What is an Anxiety Disorder

What is an Anxiety Disorder?

Anxiety disorder is a prolonged exaggerated state of fear or alertness which is not triggered by a real threat. It can lead to avoidance behavior in which you choose to avoid people, places or circumstances that you feel threatened by. The difference between normal anxiety and anxiety disorder is that normal anxiety disappears as soon as the trigger or threat is gone, while anxiety disorder remains even after the threat has passed. Anxiety disorders can be divided into six main categories based on how severe their symptoms are and how long the symptoms last.

  1. Generalized anxiety disorder or GAD
  2. Panic disorder with or without agoraphobia
  3. Phobias
  4. Obsessive compulsive disorder (OCD)
  5. Post traumatic stress disorder (PTSD)
  6. Separation anxiety disorder (in children)

What is an Anxiety DisorderThe most commonly seen anxiety disorders are general anxiety disorder and panic disorder. It is believed that your genes, your thinking patterns and the physiological functioning of your body can lead to the development of anxiety disorders. There are however multiple treatment options which is considered to be very successful.

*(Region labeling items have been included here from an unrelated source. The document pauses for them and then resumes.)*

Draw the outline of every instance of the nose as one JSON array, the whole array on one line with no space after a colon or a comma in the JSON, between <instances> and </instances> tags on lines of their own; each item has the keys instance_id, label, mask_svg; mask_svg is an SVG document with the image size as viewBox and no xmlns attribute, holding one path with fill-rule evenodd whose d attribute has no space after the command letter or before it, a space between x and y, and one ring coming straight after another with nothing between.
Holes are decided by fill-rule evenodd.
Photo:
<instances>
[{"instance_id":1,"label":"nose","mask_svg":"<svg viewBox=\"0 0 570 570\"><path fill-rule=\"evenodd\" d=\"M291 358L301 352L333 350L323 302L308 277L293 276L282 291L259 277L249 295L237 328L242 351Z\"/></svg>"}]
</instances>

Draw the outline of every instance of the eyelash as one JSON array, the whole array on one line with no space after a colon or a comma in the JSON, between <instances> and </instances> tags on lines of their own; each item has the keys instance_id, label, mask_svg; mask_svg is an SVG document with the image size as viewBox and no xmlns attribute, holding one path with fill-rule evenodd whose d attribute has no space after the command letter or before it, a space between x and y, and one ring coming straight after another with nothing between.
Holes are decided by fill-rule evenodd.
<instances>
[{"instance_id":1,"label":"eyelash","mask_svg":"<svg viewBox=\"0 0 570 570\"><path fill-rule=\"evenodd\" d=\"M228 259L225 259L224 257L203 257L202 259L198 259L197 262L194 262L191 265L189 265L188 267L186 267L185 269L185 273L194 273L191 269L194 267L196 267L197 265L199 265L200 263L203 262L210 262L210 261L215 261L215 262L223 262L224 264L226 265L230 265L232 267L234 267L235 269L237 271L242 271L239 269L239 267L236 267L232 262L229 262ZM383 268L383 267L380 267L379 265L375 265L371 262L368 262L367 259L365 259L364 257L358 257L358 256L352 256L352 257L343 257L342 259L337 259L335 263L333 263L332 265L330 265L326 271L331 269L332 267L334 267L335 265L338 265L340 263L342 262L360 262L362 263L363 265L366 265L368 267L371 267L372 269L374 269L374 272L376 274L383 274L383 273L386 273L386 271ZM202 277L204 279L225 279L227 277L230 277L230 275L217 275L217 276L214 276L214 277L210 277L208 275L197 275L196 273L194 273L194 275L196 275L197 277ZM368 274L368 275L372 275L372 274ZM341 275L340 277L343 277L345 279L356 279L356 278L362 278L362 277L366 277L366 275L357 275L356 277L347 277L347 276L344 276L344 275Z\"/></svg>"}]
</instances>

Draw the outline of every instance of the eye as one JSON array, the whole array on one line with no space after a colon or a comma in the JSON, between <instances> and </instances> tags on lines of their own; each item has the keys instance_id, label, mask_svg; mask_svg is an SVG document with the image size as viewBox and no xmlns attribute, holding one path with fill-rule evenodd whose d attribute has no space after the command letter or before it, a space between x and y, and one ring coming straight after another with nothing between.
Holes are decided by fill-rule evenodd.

You will need to see a doctor in order to determine whether you suffer from normal anxiety or an anxiety disorder. If you experience three or more of the following symptoms on most days of the week for a period of 6 months or longer you are suffering from generalized anxiety disorder or GAD:

  • Feeling on edge and overly restless
  • Fatigue
  • Struggling to concentrate
  • Feeling irritable
  • Muscle tension
  • Abnormal sleeping patterns

Many people will experience a panic attack at least once in their lives. If you feel an intense fear and you experience any four of the following symptoms you are suffering a panic attack:

  • A pounding heart
  • Excessive sweating
  • Shaking or trembling
  • Feeling out of breath
  • Choking or feeling like you are suffocating
  • Dizziness
  • Nausea
  • Feeling disconnected or unreal
  • Numbness
  • Hot flashes or cold chills
  • Chest pain or discomfort
  • A fear of dying
  • A fear of losing control or going insane

Having one panic attack in response to a stressful situation does not mean that you suffer from panic disorder. If you experience two panic attacks close to each other and you fear another panic attack for at least a month after the last attack you may suffer from panic disorder.

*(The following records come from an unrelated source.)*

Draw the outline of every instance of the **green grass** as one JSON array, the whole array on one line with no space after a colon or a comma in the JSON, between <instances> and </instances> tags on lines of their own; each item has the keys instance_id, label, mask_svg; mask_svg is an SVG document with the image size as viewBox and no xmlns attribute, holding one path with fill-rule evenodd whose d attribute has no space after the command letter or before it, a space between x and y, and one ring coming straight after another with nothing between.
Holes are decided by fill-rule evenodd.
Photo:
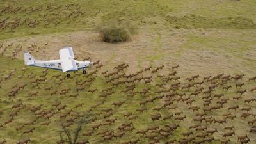
<instances>
[{"instance_id":1,"label":"green grass","mask_svg":"<svg viewBox=\"0 0 256 144\"><path fill-rule=\"evenodd\" d=\"M47 10L47 6L50 5L54 8ZM97 26L99 24L104 23L111 20L116 20L118 22L131 21L139 26L138 36L140 35L141 35L142 36L150 35L150 36L146 36L147 38L148 38L148 40L143 42L149 42L148 45L146 45L146 44L145 45L150 47L152 49L147 49L147 47L143 47L143 49L152 51L150 51L152 52L148 52L150 54L145 54L146 52L143 53L141 52L141 51L140 51L141 53L136 54L136 52L138 51L134 51L134 60L131 60L131 61L138 62L138 67L140 70L145 67L145 66L143 65L144 61L146 61L146 62L149 61L150 65L154 69L157 67L154 65L154 63L162 60L166 56L170 57L170 58L167 59L170 61L168 61L166 63L170 65L175 65L180 62L179 63L180 64L180 68L182 68L182 67L184 68L188 65L184 63L188 62L188 63L189 63L191 61L182 61L182 59L188 58L184 58L189 56L188 53L193 52L195 52L194 54L196 54L197 52L209 52L209 53L211 52L216 55L220 54L222 56L225 54L226 59L223 60L223 63L228 62L232 60L237 60L237 61L232 63L232 67L235 65L236 67L230 68L230 70L228 70L230 72L230 72L231 74L243 72L241 70L243 68L246 68L248 74L250 70L254 72L255 68L255 60L253 59L252 56L248 56L248 54L253 55L255 54L256 42L255 32L256 29L255 5L256 1L255 0L236 2L230 0L191 0L189 1L186 0L1 1L0 1L0 10L4 10L5 7L10 6L11 10L2 12L0 14L0 27L3 24L4 25L8 25L4 29L3 29L3 27L0 28L0 40L4 43L4 47L1 47L0 50L2 51L3 47L6 46L9 43L9 40L12 42L12 40L13 40L15 42L15 40L19 38L23 38L26 40L27 38L33 38L34 36L47 36L49 34L52 33L59 33L54 35L54 36L61 37L61 34L68 35L67 33L69 32L95 31ZM31 12L25 10L26 9L29 9L30 6L31 8L35 9L40 8L41 6L42 10L40 11ZM17 10L19 7L21 7L21 9L18 12L11 12ZM79 13L79 12L81 13ZM67 17L73 12L74 13ZM2 21L8 17L10 18L6 22ZM19 18L21 19L20 22L24 22L27 19L29 19L28 21L25 22L23 24L20 24L15 29L11 30L11 27L13 24L14 20ZM35 27L28 26L29 22L35 20L40 23ZM140 39L140 38L138 38ZM175 40L170 38L175 38ZM134 40L134 42L138 42L136 40ZM180 42L181 41L182 42ZM44 42L45 42L44 41ZM102 93L101 91L106 88L111 87L112 85L106 83L107 79L101 75L102 70L99 70L95 75L97 76L97 78L92 83L90 86L86 86L84 90L79 92L77 97L71 98L68 97L68 94L77 93L76 90L77 88L76 82L79 80L86 80L91 78L92 76L86 77L83 75L78 76L71 73L73 79L65 79L63 80L63 83L59 85L57 83L60 81L60 78L56 79L52 76L61 73L49 70L46 76L47 81L41 81L39 84L39 87L33 88L30 81L39 78L44 69L26 67L26 72L22 72L22 68L25 67L23 60L12 60L12 58L8 57L8 56L12 54L12 52L16 49L15 47L18 44L20 44L19 42L17 44L14 44L13 45L8 47L4 56L0 56L0 67L1 68L0 70L0 79L1 79L0 81L0 111L3 112L2 113L0 113L0 124L8 120L10 118L10 113L15 111L15 109L11 109L12 106L19 102L22 102L26 106L18 113L18 115L14 117L12 122L4 125L3 128L0 127L0 141L4 139L7 141L7 143L16 143L20 139L30 138L31 140L30 143L56 143L56 141L60 140L58 131L61 129L61 123L65 122L66 119L71 118L71 116L69 115L65 119L60 118L61 113L68 109L72 109L78 113L86 112L92 106L100 102L103 99L103 98L99 97L99 95ZM32 44L23 44L21 43L23 48L27 49L28 46L31 45ZM51 44L49 44L49 47L52 46ZM129 45L129 42L124 44L128 45L127 49L134 45L133 44L132 46ZM136 44L139 47L141 45L142 47L145 46L143 44L136 44ZM44 43L43 45L44 45ZM38 45L41 48L47 47L46 46L42 47L40 44ZM124 45L122 46L124 47ZM164 49L164 47L169 47L169 46L173 48L173 49L170 50L170 51L167 51L169 50ZM50 50L50 48L45 49L47 51ZM92 53L97 53L97 51L96 49ZM105 59L107 60L107 61L103 63L104 70L102 70L102 71L108 70L111 72L112 70L110 68L110 66L116 66L118 64L115 63L115 61L116 61L116 59L118 60L120 56L119 55L120 52L114 51L109 52L110 52L109 56ZM41 54L35 51L33 52L35 57L39 56ZM184 56L184 54L185 54ZM18 58L21 57L18 56ZM179 60L179 63L173 60L175 58ZM190 60L189 59L186 59L186 60ZM130 65L130 63L129 64ZM230 63L227 63L227 65L228 65L228 64ZM168 67L164 65L164 68L168 68ZM188 71L190 72L189 68L188 67L186 70L189 70ZM212 74L215 73L211 72L210 69L200 68L202 68L202 70L205 70L205 73L207 74ZM11 79L3 80L10 73L11 70L14 69L16 69L16 71L11 76ZM95 68L89 69L88 72L94 70ZM125 72L126 70L125 70ZM163 72L163 74L161 72L160 70L159 74L164 74L166 71ZM193 72L192 70L191 72ZM180 81L181 84L184 85L188 83L184 79L191 76L182 77L182 72L180 72L179 69L178 69L178 76L181 77ZM190 72L190 74L191 73ZM28 76L28 74L31 74L35 76L34 78L31 79ZM22 77L18 78L22 74L23 74ZM121 143L132 138L140 138L140 143L148 143L149 140L148 139L143 138L142 135L136 134L136 132L152 125L159 125L160 127L163 127L166 124L173 123L179 124L180 127L172 132L172 134L167 138L161 138L161 143L164 143L170 139L179 141L184 138L182 132L189 131L189 127L195 124L192 120L192 118L195 116L196 114L196 112L189 110L189 106L186 105L184 102L174 102L173 106L178 106L176 110L168 110L166 108L164 108L160 111L162 116L170 113L174 113L175 111L183 111L184 115L188 118L184 122L177 121L174 118L166 121L161 120L153 122L151 120L150 115L157 113L156 111L153 111L154 108L163 106L164 102L163 99L156 100L154 103L146 104L145 107L147 109L142 113L139 113L136 111L138 108L141 108L139 102L154 96L159 95L154 93L154 92L160 90L158 86L156 86L156 84L162 83L161 79L156 77L158 74L152 74L150 72L143 72L142 75L144 77L153 76L153 83L151 84L145 84L143 83L136 83L134 91L141 91L145 88L151 88L152 90L150 91L149 97L145 97L138 93L133 97L129 97L127 93L121 93L120 91L125 89L126 84L121 84L117 87L114 87L115 93L106 98L106 102L104 104L93 109L93 112L97 114L97 120L84 125L81 134L92 130L92 125L102 123L104 121L102 118L102 115L98 115L98 113L100 113L101 110L106 108L111 107L113 108L113 115L111 118L116 118L118 120L110 126L102 126L99 129L94 130L94 134L92 136L81 136L79 140L88 140L90 143ZM251 75L252 76L253 74L250 74L250 76ZM64 77L65 77L65 74L62 74L61 78ZM246 79L248 77L248 76L246 76L243 81L239 82L244 82L245 86L243 87L242 89L246 89L248 91L250 88L255 86L255 81L248 82ZM200 76L199 79L196 81L202 80L202 76ZM124 80L124 79L122 80ZM174 83L175 82L170 81L166 83L167 87L170 87L169 85ZM221 116L222 113L227 111L227 109L228 106L236 104L239 104L241 108L250 106L252 109L251 112L253 113L255 112L256 107L254 103L246 104L244 102L244 99L254 97L254 93L248 92L238 101L232 100L232 97L237 95L236 93L237 89L236 88L235 83L236 83L237 82L234 81L228 82L228 84L231 84L232 88L227 92L223 92L220 87L217 88L216 90L213 92L214 93L223 93L225 97L230 99L230 100L228 100L228 103L225 104L224 107L221 109L207 113L207 116L219 118ZM16 86L16 84L19 85L21 84L28 84L28 86L24 90L19 91L14 97L10 99L8 97L8 94L12 88ZM203 87L206 89L209 85L211 84L207 83L204 84ZM68 95L65 96L61 97L59 94L51 96L49 95L49 92L44 90L44 88L48 86L52 86L51 92L54 90L60 92L61 90L67 88L70 88L71 90ZM99 90L95 93L91 93L88 92L88 90L95 88ZM191 99L195 99L195 102L192 104L193 106L198 106L203 109L203 100L202 100L203 94L201 93L198 97L190 96L189 95L193 90L179 90L178 92L185 93L186 94L186 97L190 97ZM39 93L37 96L31 97L29 95L29 93L31 91L38 91ZM217 100L218 99L213 98L212 105L216 104ZM51 104L55 101L60 101L63 104L67 104L67 108L60 113L57 112L55 109L56 114L50 118L49 120L51 120L51 123L49 126L41 125L42 122L48 120L43 118L37 120L33 125L26 125L21 131L15 130L15 127L17 126L35 119L35 115L30 111L30 108L33 106L38 106L42 104L42 109L49 110L52 108ZM113 102L118 101L124 101L125 103L120 108L115 108L111 105ZM84 104L82 107L75 108L76 104L81 102ZM135 130L131 132L125 132L125 134L121 140L114 138L109 142L103 140L102 136L96 134L99 131L106 129L114 130L115 132L118 132L118 126L121 125L122 123L129 121L127 118L124 118L122 116L124 113L127 111L131 112L133 115L138 115L138 119L132 121ZM234 120L228 120L227 124L224 125L206 124L203 122L203 125L207 125L211 128L216 128L219 131L219 132L214 134L216 140L211 143L220 143L220 138L221 138L223 134L225 132L223 130L223 127L232 125L236 126L235 132L236 135L230 137L232 143L238 143L236 136L242 135L244 133L248 134L252 143L255 143L255 141L253 140L253 138L255 137L255 134L249 134L249 129L252 125L249 125L247 124L248 120L253 118L250 116L243 119L239 117L243 113L242 111L231 112L234 115L236 114L237 118ZM25 130L33 127L35 127L36 129L33 134L21 136ZM74 128L75 125L70 127L70 129ZM193 132L195 134L197 133L195 131Z\"/></svg>"},{"instance_id":2,"label":"green grass","mask_svg":"<svg viewBox=\"0 0 256 144\"><path fill-rule=\"evenodd\" d=\"M256 10L253 6L255 4L253 0L237 2L227 0L211 3L195 0L189 3L187 1L164 0L2 1L0 2L2 10L8 6L11 8L10 12L3 12L0 20L10 17L6 23L11 23L1 31L0 40L26 35L93 29L99 21L109 20L131 20L145 25L147 24L143 22L147 22L145 20L150 17L158 17L165 21L166 25L171 24L177 28L255 29L256 19L253 15ZM47 6L50 5L55 8L50 9L49 12ZM42 10L33 12L25 11L29 6L32 8L42 6ZM19 7L21 9L17 12L12 12ZM82 13L78 13L79 12ZM72 12L75 14L67 17ZM29 19L11 30L12 22L19 18L21 19L20 22L27 18ZM40 24L35 28L28 26L29 22L34 20ZM58 22L60 24L55 25Z\"/></svg>"}]
</instances>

Regardless of the type of anxiety disorder that you may suffer from treatment is available and many people have been cured permanently of anxiety. The most popular and very effective treatment option is cognitive behavioral therapy or CBT, a type of psychotherapy, which can help you to deal better with stressful situations. This is an important skill to learn since it is not possible to avoid stress for the rest of your life.

Other self help techniques which could be attempted together with CBT to further help you beat anxiety are relaxation techniques such as meditation, deep breathing exercises or yoga. There is a  treatment option out there or at least a combination of treatment options which will help you overcome anxiety and lead a full life.